102. No âmbito da sua apreciação, o Tribunal não constata nenhum erro
manifesto ou anomalia na avaliação das provas pelas instâncias judiciais
internas que fundamentaram a condenação do Peticionário, a ponto de
justificar sua intervenção.
103. Por conseguinte, o Tribunal conclui que o Estado Demandado não violou
os direitos do Peticionário consagrados no Artigo 7.º da Carta.
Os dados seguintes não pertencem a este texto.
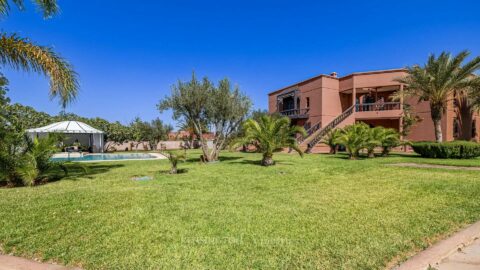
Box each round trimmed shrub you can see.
[412,141,480,159]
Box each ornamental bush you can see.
[412,141,480,159]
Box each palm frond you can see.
[0,33,79,107]
[0,0,60,18]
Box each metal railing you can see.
[280,108,310,116]
[305,106,355,153]
[355,102,400,112]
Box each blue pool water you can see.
[51,153,155,161]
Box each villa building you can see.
[268,69,480,152]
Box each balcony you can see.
[355,102,402,119]
[280,109,310,119]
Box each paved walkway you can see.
[0,255,80,270]
[393,221,480,270]
[433,238,480,270]
[387,163,480,171]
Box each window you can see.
[453,118,460,139]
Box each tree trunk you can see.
[460,107,473,141]
[433,119,443,142]
[430,106,443,142]
[262,155,275,166]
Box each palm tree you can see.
[397,51,480,142]
[321,128,342,154]
[365,127,385,158]
[455,85,480,141]
[234,115,306,166]
[0,0,79,107]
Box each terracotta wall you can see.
[298,78,322,125]
[321,77,343,126]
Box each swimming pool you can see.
[51,153,164,161]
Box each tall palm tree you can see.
[397,51,480,142]
[0,0,79,107]
[234,115,306,166]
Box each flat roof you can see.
[268,68,407,95]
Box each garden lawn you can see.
[0,152,480,269]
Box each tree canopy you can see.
[157,73,252,162]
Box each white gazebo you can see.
[27,121,103,153]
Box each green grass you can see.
[0,152,480,269]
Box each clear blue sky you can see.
[0,0,480,126]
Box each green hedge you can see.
[412,141,480,159]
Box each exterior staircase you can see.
[297,106,355,153]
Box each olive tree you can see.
[158,74,251,162]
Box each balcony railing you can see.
[280,109,310,117]
[355,102,400,112]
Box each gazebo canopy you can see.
[27,121,104,153]
[27,121,103,134]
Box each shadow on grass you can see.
[0,162,124,188]
[186,155,243,164]
[47,162,125,182]
[158,168,188,175]
[230,158,295,168]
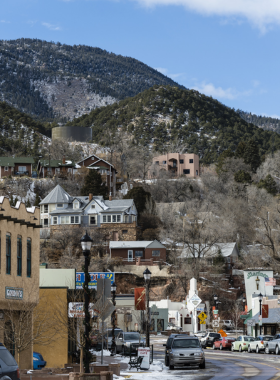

D. Alegada violação do Artigo 1.º da Carta
104. O Peticionário sustenta que o Estado Demandado violou o Artigo 1.º da
Carta ao condená-lo com base em provas obtidas ilicitamente e ao
submetê-lo à tortura.
*
105. Embora o Estado Demandado não tenha respondido directamente a esta
alegação, sustenta que a condenação do Peticionário estava em
conformidade com a lei e o procedimento estabelecidos.
***
106. O Tribunal observa que o Artigo 1.º da Carta impõe uma dupla obrigação
aos Estados Partes: o dever de reconhecer os direitos nele garantidos e de
adoptar medidas legislativas e de outra natureza para tornar efectivos
esses direitos, deveres e liberdades.